Looking toward the Burg from Eilean nan damh (island of the stags) Mull, Scotland
I drove four hundred miles crossing the border into Scotland and taking the ferry to the Isle of Mull, I thought I had outran my pneumonia but there it was like a heavy suitcase that someone had chained around my neck. For the best part of a week I sat staring out of the cottage window or the windscreen onto the bay and beach while the ocean and my fishing tackle rested easy. Not fishing is hard; not fishing here is almost criminal.

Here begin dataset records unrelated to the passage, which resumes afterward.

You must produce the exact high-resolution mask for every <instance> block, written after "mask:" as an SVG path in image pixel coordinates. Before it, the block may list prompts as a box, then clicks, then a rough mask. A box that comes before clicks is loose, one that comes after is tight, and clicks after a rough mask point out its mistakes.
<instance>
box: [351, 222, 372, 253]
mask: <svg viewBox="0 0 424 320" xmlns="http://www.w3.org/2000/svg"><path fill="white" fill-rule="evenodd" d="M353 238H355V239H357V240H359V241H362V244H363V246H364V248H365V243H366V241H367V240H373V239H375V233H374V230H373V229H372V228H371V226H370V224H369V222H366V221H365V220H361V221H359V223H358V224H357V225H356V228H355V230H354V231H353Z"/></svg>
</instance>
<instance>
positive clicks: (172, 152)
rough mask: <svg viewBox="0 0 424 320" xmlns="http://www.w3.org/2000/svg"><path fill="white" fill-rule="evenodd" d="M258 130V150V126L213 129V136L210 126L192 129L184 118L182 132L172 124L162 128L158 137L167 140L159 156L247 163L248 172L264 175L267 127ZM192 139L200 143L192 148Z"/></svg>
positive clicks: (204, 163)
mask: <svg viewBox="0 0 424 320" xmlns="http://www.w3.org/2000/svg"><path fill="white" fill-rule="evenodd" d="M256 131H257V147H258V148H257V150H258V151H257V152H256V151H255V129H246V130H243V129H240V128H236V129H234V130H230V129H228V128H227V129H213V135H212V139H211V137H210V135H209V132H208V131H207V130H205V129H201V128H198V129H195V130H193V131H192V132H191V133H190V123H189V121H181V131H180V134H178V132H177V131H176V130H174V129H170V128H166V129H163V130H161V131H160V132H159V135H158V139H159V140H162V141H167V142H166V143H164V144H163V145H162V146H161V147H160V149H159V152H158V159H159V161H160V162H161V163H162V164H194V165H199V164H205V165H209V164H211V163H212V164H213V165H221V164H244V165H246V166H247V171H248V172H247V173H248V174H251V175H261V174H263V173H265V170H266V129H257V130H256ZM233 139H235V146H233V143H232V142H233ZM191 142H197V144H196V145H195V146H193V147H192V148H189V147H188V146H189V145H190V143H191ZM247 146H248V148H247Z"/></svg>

At a loose end I read the guide books and some of the history of local settlements that had been emptied in the Clearances almost two centuries ago. Sad letters from old men begging to stay on the land where they were born and had made lives, sad letters that were answered with bailiffs. While the words penned are now only a matter of historical record the voices they conjure have lost none of their power to tug at my own feelings for land and loss.
The empty villages still haunt the glens, un-roofed carcasses sleeping in moorland grasses or remnant hearths and stacks that have the look of giants stalled by the soft peat.
A little further up from the bay my friends are carving out at new life from that same island soil on a small croft. The first beds have been dug and the kelp collected from the beach has been laid as a blanket to rot down and replenish.
Their boat lies in the grass awaiting some minor repairs before it too returns to the bay a little ahead of the returning summer mackerel. Maybe I will return but a little less weighed down with luggage.